SugarCRM joined the ranks of Salesforce.com and WebEx today in creating a commercial marketplace of applications and extensions to the base CRM platform. SugarExchange starts with 100 applications certified by SugarCRM (which is based on open source code), including more than 40 available for purchase.
SugarExchange has its roots in SugarForge.org, which was launched in April 2005, and has grown to over 5,000 developers and more than 260 open source projects in 39 languages, according to SugarCRM CEO John Roberts. "We have stayed true to our roots, with a clean separation between open source and commercial products," Roberts said. "You can't buy anything on SourceForge.org, but we shouldn't be the only ones benefiting from projects. With SugarExchange, we provide a mechanism for others to beneifit financially. It's another layer on SourceForge, so developers can dual license their code, selling more advanced versions of open source modules on SugarExchange.
SugaCRM created the core open source code for its application and layers on about 25 percent proprietary code in the commercial open source edition. Customers have access and can modify all the SugarCRM source code, but cannot redistribute the commercial portion of the code. SugarCRM and SugarExchange products can be deployed as hosted services or on premises. "Customers, not vendors, should have control over source code and deployment options," Roberts told me. SugarCRM Professional edition is priced at $40 per user per month, and the on premises version is $240 per user per year.
Currently, the two-year-old SugarCRM has over 900 customers and 15,000 subscribers, Roberts said, with 30 percent outside the U.S. Roberts estimates that SugarCRM open source user community numbers about 100,000. By comparison, Salesforce.com claims 24,800 customers and 501,000 subscribers across 12 languages.
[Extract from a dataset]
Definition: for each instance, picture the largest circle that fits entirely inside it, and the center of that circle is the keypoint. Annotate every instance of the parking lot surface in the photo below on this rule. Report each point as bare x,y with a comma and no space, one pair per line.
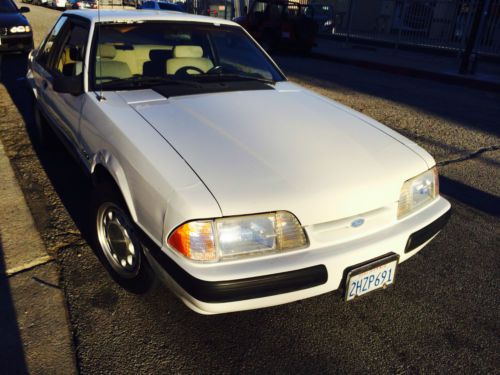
441,317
I asked Roberts to explain what is unique to his company's marketplace, especially compared to salesforce.com's AppExchange. He said that as an open source-oriented platform, SugarExchange offers a refreshing, alternative approach to proprietary platforms, referring to salesforce.com. "There are different value systems in different exchanges," Roberts said. "Ours is open source based, and it attracts developers who want a more clear, open playing field."Roberts went on to say that developers and users are starting to question the proprietary nature of software companies. "The litmus test is whether the core base has an open source license," he said. When I asked more specifically if he was referring to salesforce.com in his anti-proprietary stance, he said, "I don't follow salesforce.com very closely. It's kind of like looking at the past, not the future." Surely, he is dissembling a bit here.
Based on the number of subscribers and customers for companies like salesforce.com, WebEx, NetSuite, RightNow and others selling a new generation of on demand applications, having an open source application core is not an essential ingredient for most enterprises. Open is important, and salesforce.com is expected to open up more of its platform to developers at its Dreamforce conference next week. SugarCRM's hybrid approach--its 25 percent commercial, non-redistributable source code solution--is also a valid approach, and SugarExchange reflects the notion that whether the source is open or closed, developers like the idea of getting paid.